Durante sus años de exilio en México, a finales de los 70, el escritor argentino Héctor Libertella asumió la coordinación de las publicaciones de la UNAM, la Universidad Nacional Autónoma de México.
Él mismo recuerda así aquellos tiempos: “Todos vivíamos en frenesí. Aquello fue verdaderamente un delirio de grandeza azteca. Yo era el único argentino en pose de organizar a doscientos mexicanos. Tenía que hacer más de setecientas primeras ediciones por año y cuidar doscientas veinte colecciones para las distintas sesenta y tres facultades e institutos de investigación. Casi tres libros por día hábil, más de cincuenta proveedores externos, entre imprentas, encuadernadores y servicios fotográficos. Tanto era el caos y lo ingobernable que a veces los autores enviaban dos o tres originales de un mismo título y los tres se procesaban por distintas vías burocráticas, de manera que al poco tiempo yo tenía sobre mi escritorio tres ediciones simultáneas de un mismo libro, y ordenaba picar (destruir) dos”.

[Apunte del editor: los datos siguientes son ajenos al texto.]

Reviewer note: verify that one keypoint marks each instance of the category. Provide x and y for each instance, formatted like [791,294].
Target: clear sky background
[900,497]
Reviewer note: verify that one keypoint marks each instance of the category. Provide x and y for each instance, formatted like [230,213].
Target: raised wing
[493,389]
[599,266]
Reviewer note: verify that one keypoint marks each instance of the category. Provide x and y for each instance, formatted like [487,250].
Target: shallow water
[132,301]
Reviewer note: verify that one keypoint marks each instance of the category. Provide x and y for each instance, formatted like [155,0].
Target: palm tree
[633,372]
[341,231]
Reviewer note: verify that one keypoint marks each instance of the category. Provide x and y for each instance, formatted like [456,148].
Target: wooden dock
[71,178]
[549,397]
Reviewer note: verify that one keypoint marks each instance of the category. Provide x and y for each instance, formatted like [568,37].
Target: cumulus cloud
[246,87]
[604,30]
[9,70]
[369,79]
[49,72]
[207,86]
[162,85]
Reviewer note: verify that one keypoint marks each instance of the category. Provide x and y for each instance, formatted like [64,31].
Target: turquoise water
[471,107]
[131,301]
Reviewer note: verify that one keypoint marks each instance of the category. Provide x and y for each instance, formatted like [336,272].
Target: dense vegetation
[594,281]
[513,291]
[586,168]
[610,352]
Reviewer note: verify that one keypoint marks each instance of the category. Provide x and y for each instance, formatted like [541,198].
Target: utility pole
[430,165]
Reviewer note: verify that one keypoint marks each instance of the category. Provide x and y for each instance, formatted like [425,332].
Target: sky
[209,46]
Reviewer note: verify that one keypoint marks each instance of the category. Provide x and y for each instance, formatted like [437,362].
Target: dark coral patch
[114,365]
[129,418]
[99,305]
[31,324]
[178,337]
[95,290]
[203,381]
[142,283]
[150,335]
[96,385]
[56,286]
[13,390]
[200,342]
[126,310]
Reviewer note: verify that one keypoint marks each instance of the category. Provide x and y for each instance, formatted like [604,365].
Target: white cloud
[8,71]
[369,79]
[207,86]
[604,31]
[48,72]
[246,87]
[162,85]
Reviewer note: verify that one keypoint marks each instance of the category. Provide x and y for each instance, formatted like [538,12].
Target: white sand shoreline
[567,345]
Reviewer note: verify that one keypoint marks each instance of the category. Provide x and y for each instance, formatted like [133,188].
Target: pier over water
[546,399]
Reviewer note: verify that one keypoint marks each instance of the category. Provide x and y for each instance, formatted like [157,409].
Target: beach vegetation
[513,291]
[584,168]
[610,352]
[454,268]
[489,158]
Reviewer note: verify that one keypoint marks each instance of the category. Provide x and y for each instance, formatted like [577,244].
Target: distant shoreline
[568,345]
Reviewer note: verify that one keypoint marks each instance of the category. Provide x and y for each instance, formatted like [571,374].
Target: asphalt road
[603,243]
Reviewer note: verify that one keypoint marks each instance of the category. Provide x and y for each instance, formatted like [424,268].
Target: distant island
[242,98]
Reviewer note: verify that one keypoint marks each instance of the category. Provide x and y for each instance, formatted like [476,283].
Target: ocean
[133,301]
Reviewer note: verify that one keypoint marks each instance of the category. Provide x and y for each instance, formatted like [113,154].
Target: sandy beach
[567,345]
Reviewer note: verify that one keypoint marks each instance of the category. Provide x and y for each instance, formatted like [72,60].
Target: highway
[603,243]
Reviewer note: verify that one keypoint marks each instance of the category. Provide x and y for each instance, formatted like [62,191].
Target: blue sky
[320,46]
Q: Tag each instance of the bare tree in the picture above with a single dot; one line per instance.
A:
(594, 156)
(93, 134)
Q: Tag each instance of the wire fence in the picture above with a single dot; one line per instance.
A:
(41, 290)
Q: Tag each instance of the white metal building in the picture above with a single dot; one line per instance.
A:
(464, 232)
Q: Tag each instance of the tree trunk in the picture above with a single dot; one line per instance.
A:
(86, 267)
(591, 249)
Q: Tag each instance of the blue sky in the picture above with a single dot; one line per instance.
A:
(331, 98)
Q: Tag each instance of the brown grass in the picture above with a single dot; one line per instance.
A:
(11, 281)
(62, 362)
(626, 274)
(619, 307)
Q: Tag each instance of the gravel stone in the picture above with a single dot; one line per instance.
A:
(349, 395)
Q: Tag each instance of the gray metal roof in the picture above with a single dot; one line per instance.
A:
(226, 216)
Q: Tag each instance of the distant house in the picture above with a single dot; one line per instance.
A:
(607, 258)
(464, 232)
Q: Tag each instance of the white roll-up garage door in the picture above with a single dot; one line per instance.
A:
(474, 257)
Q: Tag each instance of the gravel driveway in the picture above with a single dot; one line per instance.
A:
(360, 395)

El pasaje da una idea de los peligros que, tantos años después, acechan a la gestión de las grandes multinacionales de la edición, con su insaciable tendencia a absorber cada vez más sellos. Los números de que habla Libertella difícilmente pueden impresionar a los altos ejecutivos de grupos como Planeta o Penguin Random House, por ejemplo.

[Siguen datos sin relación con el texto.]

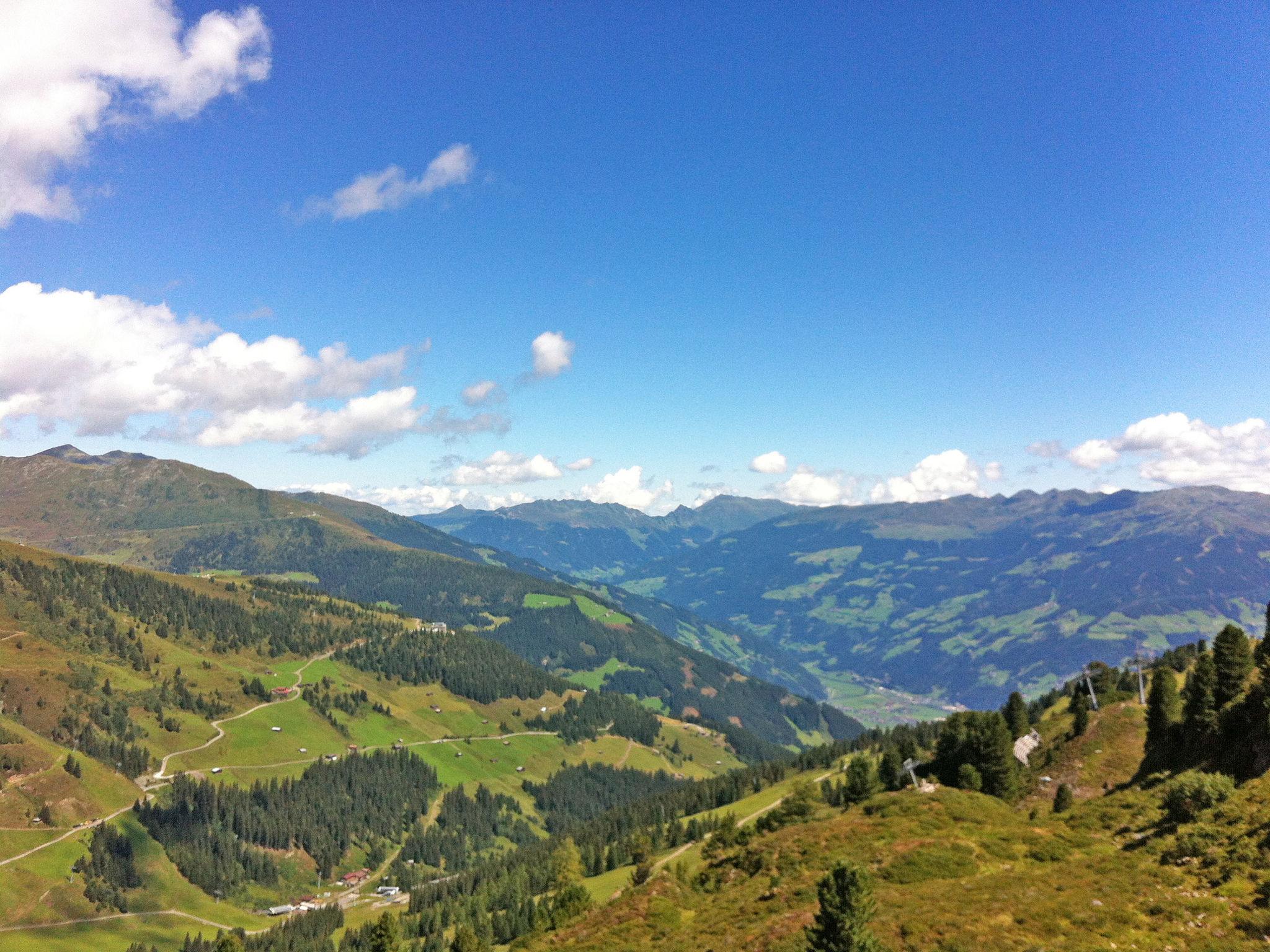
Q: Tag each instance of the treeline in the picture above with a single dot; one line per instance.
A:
(323, 811)
(597, 711)
(497, 899)
(326, 702)
(98, 723)
(460, 593)
(582, 792)
(683, 679)
(81, 594)
(109, 868)
(466, 829)
(1221, 718)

Pero Libertella habla de una universidad nacional (¡y de México!), y por lo tanto de un programa de publicaciones desentendido hasta cierto punto de las dinámicas del mercado, lo cual lo altera todo y agudiza el sesgo kafkiano de su experiencia, aún más patente en lo que dice a continuación: “No había distribución en librerías. No había comercialización y bocas de expendio. Para la Dirección Utópica de Publicaciones de la UNAM no existía el mercado. Simplemente se imprimían libros que iban a dar a un enorme depósito que llegó a tener casi nueve millones de ejemplares apilados uno sobre otro. Como si el objetivo hubiera sido crear una biblioteca de Alejandría para asombro de las generaciones de un futuro remoto”.

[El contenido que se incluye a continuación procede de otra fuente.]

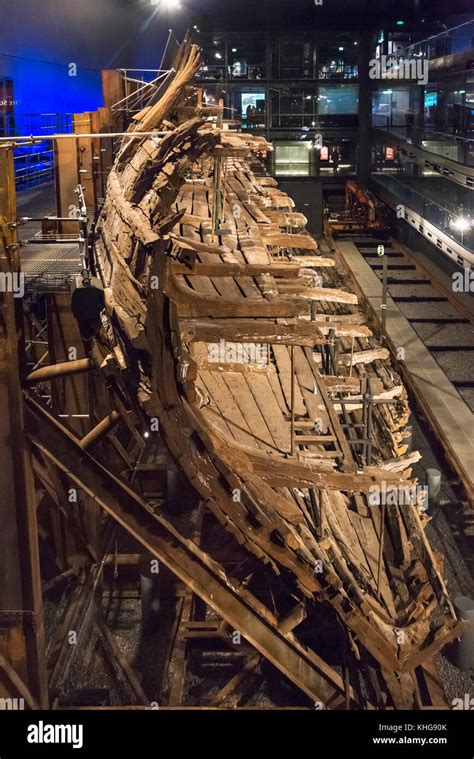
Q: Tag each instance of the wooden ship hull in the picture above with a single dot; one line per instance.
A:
(240, 338)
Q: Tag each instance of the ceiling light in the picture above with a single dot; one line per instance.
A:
(461, 224)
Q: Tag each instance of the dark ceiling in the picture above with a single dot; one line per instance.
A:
(332, 14)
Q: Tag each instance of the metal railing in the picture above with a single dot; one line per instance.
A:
(458, 149)
(34, 164)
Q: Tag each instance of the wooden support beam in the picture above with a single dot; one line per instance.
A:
(64, 369)
(250, 331)
(184, 558)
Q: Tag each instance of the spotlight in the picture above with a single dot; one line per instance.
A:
(461, 224)
(169, 5)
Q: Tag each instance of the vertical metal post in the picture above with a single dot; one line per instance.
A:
(292, 400)
(22, 646)
(382, 253)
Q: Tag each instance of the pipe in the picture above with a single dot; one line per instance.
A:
(60, 370)
(100, 430)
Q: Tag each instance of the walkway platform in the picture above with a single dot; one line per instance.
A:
(450, 417)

Por delirante que parezca, un despropósito como este no es tan raro. Lo son únicamente sus dimensiones, pero no la mecánica que le da lugar. En España, sin ir más lejos, ministerios, diputaciones, ayuntamientos, fundaciones, bancos, empresas, instituciones de toda clase no cesan de publicar libros sin interés comercial que, pese a sus costes a menudo elevados, se amontonan en almacenes y sótanos. Es el caso de tantos libros conmemorativos o suntuarios, también –más tristemente– de tantos libros de poesía o de cuentos premiados en infinitos concursos convocados para lucimiento de las autoridades correspondientes y sus gestiones culturales.
Existe una sobreabundancia de libros que en absoluto se corresponde con la demanda de una masa de lectores que es incapaz de asumir una oferta que la desborda
El negocio de los libros, ya se sabe, asume de partida el exceso de su producción. Desde hace ya mucho, existe una sobreabundancia de libros que en absoluto se corresponde con la demanda de una masa de lectores que –por optimistas que sean las apreciaciones sobre su solidez y sus comportamientos– es incapaz de asumir una oferta que la desborda.
Por si fuera poco, se imprime una incalculable cantidad de libros que apenas aspiran a visibilidad alguna, tampoco a conquistar a sus hipotéticos lectores. Si alguien pudiera contarlos, su número nos estremecería.
Las citas de Libertella proceden de su peculiarísima y muy recomendable autobiografía, La arquitectura del fantasma, aparecida el mismo año de su muerte (2006) y que acaba de publicar en España un sello recién nacido, los tres editores, en lo que interpreto como un gesto programático del tipo de literatura por el que quieren apostar.
Irónicamente, la escritura de Libertella –paradigma casi de lo que se entiende por “autor de culto”– parece haberse nutrido de esa frenética experiencia como editor de la UNAM y trabaja no sólo desde la indiferencia respecto al mercado sino también con una paradójica y libérrima vocación de invisibilidad.